本名=冨士正明(ふじ・まさあき)
大正2年10月30日—昭和62年7月15日
享年73歳
京都府乙訓郡大山崎町字大山崎小字銭原1 宝積寺(真言宗)
小説家・詩人。徳島県生。旧制第三高等学校(現・京都大学)中退。竹内勝太郎に師事。昭和7年野間宏らと同人誌『三人』を創刊。22年島尾敏雄らと『VIKING』を創刊して活躍、『敗走』『徴用老人列伝』で芥川賞候補、『帝国軍隊における学習・序』で直木賞候補に挙げられた。小説に『贋・久坂葉子伝』『桂春団治』、詩集に『富士正晴詩集』などがある。

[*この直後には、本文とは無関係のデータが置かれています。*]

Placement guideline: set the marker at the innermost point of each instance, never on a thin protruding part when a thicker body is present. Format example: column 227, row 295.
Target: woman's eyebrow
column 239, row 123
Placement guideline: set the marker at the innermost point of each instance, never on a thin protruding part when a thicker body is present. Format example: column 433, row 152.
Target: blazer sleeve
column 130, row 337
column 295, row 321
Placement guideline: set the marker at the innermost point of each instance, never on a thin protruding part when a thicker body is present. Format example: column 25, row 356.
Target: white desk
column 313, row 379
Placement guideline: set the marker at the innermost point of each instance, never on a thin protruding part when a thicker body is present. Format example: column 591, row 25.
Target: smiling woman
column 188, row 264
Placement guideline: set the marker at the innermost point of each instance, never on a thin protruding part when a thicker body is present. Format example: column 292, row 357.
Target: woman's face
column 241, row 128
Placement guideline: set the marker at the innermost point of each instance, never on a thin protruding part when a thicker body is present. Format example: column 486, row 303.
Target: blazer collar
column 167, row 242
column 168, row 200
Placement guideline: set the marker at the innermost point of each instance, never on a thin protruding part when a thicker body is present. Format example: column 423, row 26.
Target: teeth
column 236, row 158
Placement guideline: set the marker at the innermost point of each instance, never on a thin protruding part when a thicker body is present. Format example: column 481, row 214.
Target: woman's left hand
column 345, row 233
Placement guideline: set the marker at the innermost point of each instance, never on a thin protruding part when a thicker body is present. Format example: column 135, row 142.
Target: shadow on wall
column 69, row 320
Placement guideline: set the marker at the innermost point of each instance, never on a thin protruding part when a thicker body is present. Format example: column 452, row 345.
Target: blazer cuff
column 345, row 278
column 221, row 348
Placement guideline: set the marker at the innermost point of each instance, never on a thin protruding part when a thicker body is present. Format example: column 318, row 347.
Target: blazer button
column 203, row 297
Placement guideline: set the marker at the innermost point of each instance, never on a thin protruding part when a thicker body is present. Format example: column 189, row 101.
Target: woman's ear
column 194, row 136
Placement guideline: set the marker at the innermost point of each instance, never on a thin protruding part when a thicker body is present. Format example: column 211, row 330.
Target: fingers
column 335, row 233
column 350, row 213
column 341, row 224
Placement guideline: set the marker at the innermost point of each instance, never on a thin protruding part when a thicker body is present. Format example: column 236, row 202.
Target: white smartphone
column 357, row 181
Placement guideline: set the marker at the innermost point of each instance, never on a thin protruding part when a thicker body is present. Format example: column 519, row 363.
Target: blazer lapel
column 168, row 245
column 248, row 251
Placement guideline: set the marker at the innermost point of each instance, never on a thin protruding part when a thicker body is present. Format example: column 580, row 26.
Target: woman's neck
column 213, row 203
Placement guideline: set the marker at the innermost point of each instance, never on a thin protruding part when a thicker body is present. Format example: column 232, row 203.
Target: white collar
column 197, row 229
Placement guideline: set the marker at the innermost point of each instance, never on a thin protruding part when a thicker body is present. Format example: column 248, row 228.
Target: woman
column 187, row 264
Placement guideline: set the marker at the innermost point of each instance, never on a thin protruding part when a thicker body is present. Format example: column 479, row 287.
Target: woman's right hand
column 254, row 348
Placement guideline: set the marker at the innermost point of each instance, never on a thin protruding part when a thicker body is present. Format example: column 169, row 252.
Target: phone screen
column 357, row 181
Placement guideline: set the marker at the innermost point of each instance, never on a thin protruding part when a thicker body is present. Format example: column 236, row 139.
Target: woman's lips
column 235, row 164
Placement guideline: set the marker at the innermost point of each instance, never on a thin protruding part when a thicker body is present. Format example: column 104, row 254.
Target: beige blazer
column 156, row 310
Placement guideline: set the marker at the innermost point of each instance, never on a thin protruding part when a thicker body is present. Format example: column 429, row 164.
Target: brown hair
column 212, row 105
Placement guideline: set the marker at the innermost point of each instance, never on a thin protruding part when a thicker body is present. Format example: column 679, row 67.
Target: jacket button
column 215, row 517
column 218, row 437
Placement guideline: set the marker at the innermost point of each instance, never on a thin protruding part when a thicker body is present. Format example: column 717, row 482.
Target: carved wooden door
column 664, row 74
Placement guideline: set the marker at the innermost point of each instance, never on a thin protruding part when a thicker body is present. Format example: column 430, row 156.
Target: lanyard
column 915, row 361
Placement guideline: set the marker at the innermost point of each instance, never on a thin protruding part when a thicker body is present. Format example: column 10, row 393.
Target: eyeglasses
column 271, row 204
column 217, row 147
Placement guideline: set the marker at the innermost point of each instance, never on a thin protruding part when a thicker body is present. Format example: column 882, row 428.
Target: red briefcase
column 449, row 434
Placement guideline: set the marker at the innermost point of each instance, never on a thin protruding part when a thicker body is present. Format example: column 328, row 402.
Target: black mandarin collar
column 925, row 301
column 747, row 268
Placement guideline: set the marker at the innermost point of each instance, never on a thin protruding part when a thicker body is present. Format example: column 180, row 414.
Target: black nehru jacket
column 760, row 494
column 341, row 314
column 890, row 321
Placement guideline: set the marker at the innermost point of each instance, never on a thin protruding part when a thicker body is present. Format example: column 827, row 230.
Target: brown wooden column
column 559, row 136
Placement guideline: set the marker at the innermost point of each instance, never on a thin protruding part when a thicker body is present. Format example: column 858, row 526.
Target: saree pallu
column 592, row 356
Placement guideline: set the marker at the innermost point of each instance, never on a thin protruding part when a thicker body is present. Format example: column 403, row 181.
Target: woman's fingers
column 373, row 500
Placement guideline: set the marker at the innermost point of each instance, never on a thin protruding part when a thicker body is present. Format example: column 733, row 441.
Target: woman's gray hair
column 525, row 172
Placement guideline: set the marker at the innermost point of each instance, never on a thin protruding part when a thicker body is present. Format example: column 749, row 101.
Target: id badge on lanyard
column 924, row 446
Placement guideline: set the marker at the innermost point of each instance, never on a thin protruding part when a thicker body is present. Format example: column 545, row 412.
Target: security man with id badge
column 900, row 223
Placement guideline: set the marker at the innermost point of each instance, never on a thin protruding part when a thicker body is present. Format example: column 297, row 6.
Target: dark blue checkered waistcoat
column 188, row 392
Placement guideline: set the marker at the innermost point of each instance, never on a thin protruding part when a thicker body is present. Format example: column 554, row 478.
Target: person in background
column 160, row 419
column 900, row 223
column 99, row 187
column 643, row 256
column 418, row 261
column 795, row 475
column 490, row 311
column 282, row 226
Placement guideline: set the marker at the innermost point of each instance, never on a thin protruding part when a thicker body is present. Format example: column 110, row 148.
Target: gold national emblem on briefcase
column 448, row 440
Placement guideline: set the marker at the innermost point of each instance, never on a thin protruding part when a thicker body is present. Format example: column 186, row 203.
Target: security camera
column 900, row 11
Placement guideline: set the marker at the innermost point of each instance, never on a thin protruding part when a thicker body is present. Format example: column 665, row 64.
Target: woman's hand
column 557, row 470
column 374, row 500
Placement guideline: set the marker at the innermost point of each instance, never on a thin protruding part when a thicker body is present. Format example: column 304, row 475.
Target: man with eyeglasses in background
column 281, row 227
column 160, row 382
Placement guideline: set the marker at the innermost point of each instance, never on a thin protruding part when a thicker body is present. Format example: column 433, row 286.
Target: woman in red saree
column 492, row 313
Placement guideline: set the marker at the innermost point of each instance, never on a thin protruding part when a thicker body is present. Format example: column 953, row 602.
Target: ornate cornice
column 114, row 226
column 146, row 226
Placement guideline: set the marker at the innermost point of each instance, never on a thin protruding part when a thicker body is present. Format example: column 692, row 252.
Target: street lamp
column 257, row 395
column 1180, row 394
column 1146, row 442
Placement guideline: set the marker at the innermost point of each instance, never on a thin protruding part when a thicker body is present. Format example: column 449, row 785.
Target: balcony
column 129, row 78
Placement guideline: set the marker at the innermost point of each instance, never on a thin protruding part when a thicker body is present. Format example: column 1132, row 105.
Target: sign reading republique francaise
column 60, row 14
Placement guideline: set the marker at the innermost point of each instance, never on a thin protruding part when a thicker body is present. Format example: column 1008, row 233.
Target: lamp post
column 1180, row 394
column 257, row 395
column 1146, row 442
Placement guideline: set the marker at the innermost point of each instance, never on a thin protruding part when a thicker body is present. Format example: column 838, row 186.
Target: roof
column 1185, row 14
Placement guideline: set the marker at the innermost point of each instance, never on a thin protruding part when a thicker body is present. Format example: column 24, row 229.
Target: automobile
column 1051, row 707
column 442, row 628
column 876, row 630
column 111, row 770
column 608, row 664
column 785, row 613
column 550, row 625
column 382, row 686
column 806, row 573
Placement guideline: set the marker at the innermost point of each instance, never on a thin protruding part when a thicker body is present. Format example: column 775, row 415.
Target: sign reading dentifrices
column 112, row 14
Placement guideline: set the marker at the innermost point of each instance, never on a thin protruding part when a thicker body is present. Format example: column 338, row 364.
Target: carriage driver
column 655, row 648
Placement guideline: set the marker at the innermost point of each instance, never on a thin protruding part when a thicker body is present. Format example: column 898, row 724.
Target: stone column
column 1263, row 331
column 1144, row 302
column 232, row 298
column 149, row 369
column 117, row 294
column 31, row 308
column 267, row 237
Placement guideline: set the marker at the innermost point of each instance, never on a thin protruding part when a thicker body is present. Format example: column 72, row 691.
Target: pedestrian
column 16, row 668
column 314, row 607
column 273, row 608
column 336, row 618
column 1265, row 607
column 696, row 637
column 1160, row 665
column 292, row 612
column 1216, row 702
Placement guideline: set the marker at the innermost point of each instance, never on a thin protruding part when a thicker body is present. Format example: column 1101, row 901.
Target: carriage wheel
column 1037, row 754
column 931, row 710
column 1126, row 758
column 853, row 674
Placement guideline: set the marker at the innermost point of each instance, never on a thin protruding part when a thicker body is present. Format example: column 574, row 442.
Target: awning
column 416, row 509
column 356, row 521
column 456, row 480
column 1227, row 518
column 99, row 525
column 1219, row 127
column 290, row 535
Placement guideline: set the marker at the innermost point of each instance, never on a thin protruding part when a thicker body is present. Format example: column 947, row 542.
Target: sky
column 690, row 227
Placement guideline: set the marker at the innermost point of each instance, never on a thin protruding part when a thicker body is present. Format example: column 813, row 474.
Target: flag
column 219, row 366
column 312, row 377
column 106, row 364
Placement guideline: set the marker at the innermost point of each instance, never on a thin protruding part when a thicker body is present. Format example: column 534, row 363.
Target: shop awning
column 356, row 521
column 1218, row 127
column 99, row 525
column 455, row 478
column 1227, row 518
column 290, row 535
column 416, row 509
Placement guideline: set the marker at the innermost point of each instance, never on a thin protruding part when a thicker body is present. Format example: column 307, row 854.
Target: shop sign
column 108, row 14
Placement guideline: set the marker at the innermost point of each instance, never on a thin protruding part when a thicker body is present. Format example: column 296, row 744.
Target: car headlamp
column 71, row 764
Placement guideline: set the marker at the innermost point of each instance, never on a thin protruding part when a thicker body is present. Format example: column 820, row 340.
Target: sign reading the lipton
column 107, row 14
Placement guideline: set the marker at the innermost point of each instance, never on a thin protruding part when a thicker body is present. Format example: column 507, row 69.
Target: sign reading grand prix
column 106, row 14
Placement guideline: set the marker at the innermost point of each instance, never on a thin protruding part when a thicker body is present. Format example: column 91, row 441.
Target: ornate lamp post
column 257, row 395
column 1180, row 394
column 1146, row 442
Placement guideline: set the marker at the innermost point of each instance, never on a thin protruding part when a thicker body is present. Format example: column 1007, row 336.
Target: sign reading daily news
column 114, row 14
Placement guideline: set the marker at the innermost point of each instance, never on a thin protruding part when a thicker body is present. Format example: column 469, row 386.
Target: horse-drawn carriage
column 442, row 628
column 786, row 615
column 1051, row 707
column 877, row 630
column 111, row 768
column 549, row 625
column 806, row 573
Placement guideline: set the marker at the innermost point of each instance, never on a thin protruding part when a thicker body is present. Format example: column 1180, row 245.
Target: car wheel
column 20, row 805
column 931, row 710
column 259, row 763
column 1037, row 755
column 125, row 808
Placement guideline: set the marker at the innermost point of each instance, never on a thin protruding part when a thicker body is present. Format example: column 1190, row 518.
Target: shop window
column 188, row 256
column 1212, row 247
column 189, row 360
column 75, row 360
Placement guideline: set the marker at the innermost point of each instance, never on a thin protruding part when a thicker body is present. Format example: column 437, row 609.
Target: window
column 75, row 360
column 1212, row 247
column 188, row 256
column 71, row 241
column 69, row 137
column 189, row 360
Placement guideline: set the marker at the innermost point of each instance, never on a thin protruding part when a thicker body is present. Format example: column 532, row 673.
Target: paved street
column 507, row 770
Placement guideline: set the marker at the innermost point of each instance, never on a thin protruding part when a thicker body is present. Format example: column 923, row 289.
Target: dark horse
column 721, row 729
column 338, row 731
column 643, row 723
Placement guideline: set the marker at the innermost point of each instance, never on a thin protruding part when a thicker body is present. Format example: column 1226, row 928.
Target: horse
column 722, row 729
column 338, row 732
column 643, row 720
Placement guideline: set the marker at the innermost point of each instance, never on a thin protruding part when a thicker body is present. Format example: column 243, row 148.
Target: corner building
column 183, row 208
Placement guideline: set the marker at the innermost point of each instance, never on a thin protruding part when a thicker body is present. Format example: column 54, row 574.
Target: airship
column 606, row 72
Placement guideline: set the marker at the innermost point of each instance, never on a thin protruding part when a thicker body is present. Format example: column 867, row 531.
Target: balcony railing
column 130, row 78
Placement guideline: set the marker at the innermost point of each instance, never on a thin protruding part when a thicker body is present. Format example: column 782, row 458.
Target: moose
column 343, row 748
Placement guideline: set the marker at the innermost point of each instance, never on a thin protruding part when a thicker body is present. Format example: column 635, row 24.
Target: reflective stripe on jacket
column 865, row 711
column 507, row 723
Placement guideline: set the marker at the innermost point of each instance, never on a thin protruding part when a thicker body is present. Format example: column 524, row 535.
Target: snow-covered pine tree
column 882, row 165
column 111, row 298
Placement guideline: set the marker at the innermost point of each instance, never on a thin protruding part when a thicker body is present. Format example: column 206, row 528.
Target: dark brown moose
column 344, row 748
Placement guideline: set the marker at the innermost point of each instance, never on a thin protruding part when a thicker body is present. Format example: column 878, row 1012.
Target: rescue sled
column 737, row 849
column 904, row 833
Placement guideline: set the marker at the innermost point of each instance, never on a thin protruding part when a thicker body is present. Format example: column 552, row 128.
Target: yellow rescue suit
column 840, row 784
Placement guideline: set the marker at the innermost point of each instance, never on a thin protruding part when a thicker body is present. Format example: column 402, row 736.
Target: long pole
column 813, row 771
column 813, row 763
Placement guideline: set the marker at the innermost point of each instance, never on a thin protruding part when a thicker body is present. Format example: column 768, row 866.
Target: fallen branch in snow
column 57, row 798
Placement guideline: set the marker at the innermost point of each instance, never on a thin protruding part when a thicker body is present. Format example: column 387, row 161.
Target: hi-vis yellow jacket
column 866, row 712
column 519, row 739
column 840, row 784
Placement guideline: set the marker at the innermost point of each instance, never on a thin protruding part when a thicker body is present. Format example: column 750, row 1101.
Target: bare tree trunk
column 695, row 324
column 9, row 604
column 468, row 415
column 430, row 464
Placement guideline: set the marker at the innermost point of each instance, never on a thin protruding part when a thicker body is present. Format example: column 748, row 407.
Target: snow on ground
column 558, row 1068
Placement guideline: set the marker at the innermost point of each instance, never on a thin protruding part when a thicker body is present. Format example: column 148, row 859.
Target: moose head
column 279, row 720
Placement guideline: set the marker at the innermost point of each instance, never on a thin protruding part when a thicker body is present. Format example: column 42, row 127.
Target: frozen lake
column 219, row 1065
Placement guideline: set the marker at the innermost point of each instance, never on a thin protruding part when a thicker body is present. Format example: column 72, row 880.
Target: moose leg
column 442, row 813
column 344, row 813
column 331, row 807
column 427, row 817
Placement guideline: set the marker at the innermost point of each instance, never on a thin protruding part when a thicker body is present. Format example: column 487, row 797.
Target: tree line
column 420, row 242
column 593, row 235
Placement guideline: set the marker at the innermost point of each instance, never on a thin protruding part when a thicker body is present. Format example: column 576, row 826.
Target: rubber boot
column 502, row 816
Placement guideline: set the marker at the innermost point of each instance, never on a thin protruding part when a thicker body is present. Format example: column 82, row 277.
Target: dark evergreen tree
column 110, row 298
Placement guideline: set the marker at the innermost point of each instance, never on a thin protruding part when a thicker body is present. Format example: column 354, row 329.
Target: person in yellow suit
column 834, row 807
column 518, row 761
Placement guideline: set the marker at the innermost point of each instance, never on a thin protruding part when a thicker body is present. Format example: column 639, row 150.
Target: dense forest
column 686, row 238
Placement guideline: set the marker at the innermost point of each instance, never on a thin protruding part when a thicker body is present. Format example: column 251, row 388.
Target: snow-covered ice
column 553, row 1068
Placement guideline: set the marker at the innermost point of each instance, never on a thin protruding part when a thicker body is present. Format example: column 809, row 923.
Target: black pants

久坂葉子は弾きながら頭を上げて、上の壁面を見た。「古蘭よ」のころから、気になの方向から落ちかかって来ていたが、何か眼を上げてみる気がしなかったのだ。壁面の凹みに、まるでキリストの像がはめこまれているように鋳鉄の錨が斜に傾いて黒く鈍く光っていた。さっきの光は、その錨のスペード形の一方の刃から落ちて来ていたのだ。そして壁面の凹みに柔らかい光を投げている、両側の紅色のシェードのスタンド。電球は黄色だった。一筋の鎖が錨にだらりとからみつくようにかかっていた。海の底、船から断たれて落ちた錨、もう動かない、何もそれを動かすものはいない。そうしたことがふと頭に浮んで来た。眼を伏せた。けれど又、眼を上げた。錨の刃は久坂葉子の心を静かに誘うように、ゆさぶるように、紅色を灰かに帯びて輝いるのだった。夕焼のレールの表の光。車輪が疾走してしまった後も、何もなかったように夕焼の血の色をうっすらうかべているレール。岡本駅・六甲の駅。手がお留守になっていた。
(贋・久坂葉子伝)
〈竹林の隠者〉と呼ばれ、病院にも行ったことがない。世間とは距離を置いたが、来る者は拒まずで訪ねてくる者があると酒で歓待し、いつまでも話した。
〈身体にええことは、一切せんぞ〉、〈亡びるのは、ええことなんや〉、〈途中でうまいことチョン切ってもらいたい〉などとうそぶきながら、現世をいつも「つまらん」と言っていた。富士正晴は、昭和62年7月15日朝、大阪府茨木市安威、集落はずれの旧街道に面した丘の上、竹林の中にある古びれた家で一人ひょうひょうと逝った。そんな友人を司馬遼太郎は追悼文に記した。
〈富士正晴は虚空からきた魂のままこの世を生き、詩と文章をすこし書き、どこかへ帰って行った。遺族は故人の気分をよく知っていて、葬儀は無いという〉。
「天下分け目の天王山」へとつづく急勾配の登り道、この寺の石段に足をかけて振り返ると桂川、宇治川、木津川、水面がキラキラと光る三本の流れが眼下に一望できる。左右に堂宇と墓地を振り分け、山門から一直線に上っていく参道、三重塔の真上にある陽の光を正面に受けて「冨士正晴/靜榮」の墓は光り輝いている。
〈死んでしまった人間は死骸の中におらない。(略)ただ、訪ねて来たり、電話をかけて来たり、手紙をよこしたりしないだけだ。(略)ほんとは本日只今この瞬間、目の前にいない人間が生きているのやら、死んでいるのやら判るわけはない〉。こう断じた隠者はここに眠るのか、はたまたどこかの竹林のわら家の中で、酒でも飲みながら寝そべっているのか。